Quella situazione me l’aspettavo, quello che non avevo previsto era il Covid. In una situazione di paura come la pandemia, un bianco in un villaggio africano non poteva essere visto altrimenti. Non farò mai una colpa a quelle persone per come mi hanno trattato, perché loro a parti invertite, in Italia, non se la sarebbero passata meglio. Però i black out di corrente continui e le docce fredde non li ho mai accettati. Nel senso che li ho subiti, quello si, non avevo scelta, ma ho sempre condannato la loro mentalità arrendevole, legata certamente alla loro religione, dove si accetta ogni disgrazia di buon grado, come decisa dal cielo. Quindi, ingoiavo sempre, ma mi dava fastidio la mentalità che c’era dietro.
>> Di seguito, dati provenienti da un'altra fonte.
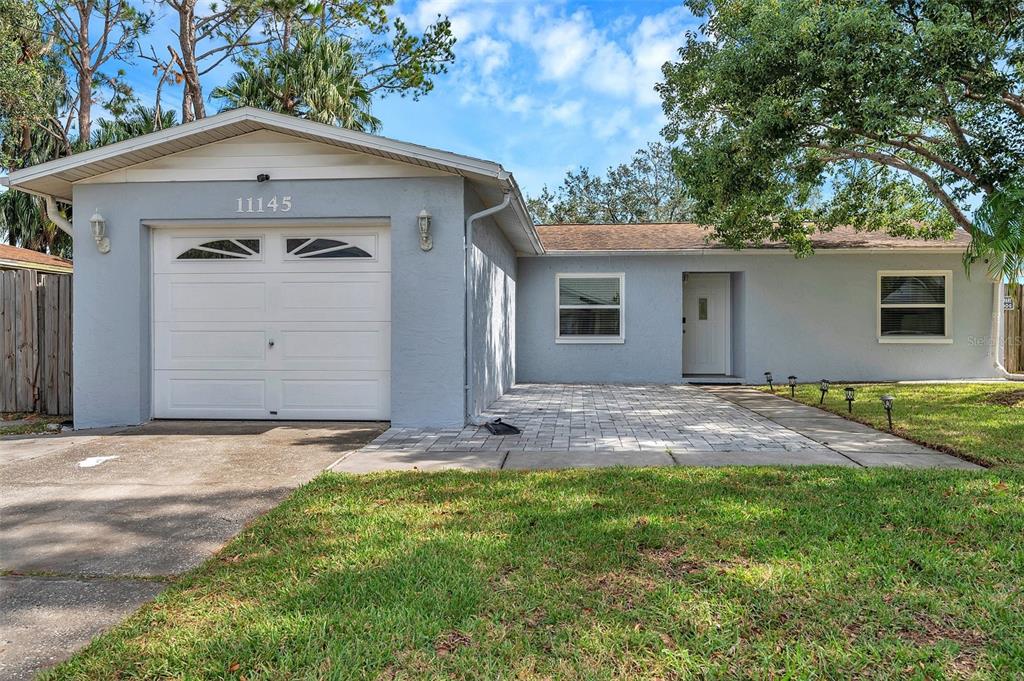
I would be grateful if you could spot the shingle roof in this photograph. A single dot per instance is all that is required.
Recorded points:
(11, 256)
(689, 236)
"Ripenso per esempio a quando visitai la scuola elementare a Nangoi" - che effetto ti fece, cosa ti aspettavi e cosa ti ha piacevolmente colpito?
Della scuola di Nangoi rimasi sorpreso dall’educazione e dalla disciplina dei bambini. Se abitassi in Kenya e fossi genitore, non avrei nessun problema a far studiare mio figlio in una scuola di legno con il pavimento di terra.
"Il viaggio incredibile fino a Lalibela", qual è stato l'aspetto più incredibile di quel viaggio? Parliamo sempre di sensazioni, se vuoi.
Il viaggio di Lalibela è stata una delle esperienze più emozionanti della mia vita, e lo dico senza esagerare. Aver attraversato quel paese con un autobus scassato, per strade statali sterrate mi ha permesso di vedere con i miei occhi una realtà così diversa dalla mia. Ma averlo condiviso con Dawid è stato il vero valore aggiunto. Quindici anni ci dividevano, eppure eravamo più uniti che mai.
Il sogno dei maratoneti keniani: corriamo per una fattoria... a proposito di sogni... tu ne hai realizzato uno proprio in Etiopia: crowdfunding per Dawid. La domanda è semplice: perché?
Non c’è un perché, sentivo che aiutare quel ragazzo era la cosa giusta da fare, non ci sono stato troppo a pensare. Più che altro volevo capire come, e soprattutto se ci sarei/saremmo riusciti. Alla fine per fortuna ce l’abbiamo fatta, è andata bene. Sono molto orgoglioso di quello che siamo riusciti a mettere in piedi da zero, molte persone hanno dato un contributo importante, senza di loro non sarebbe potuto esserci il negozio di Dawid.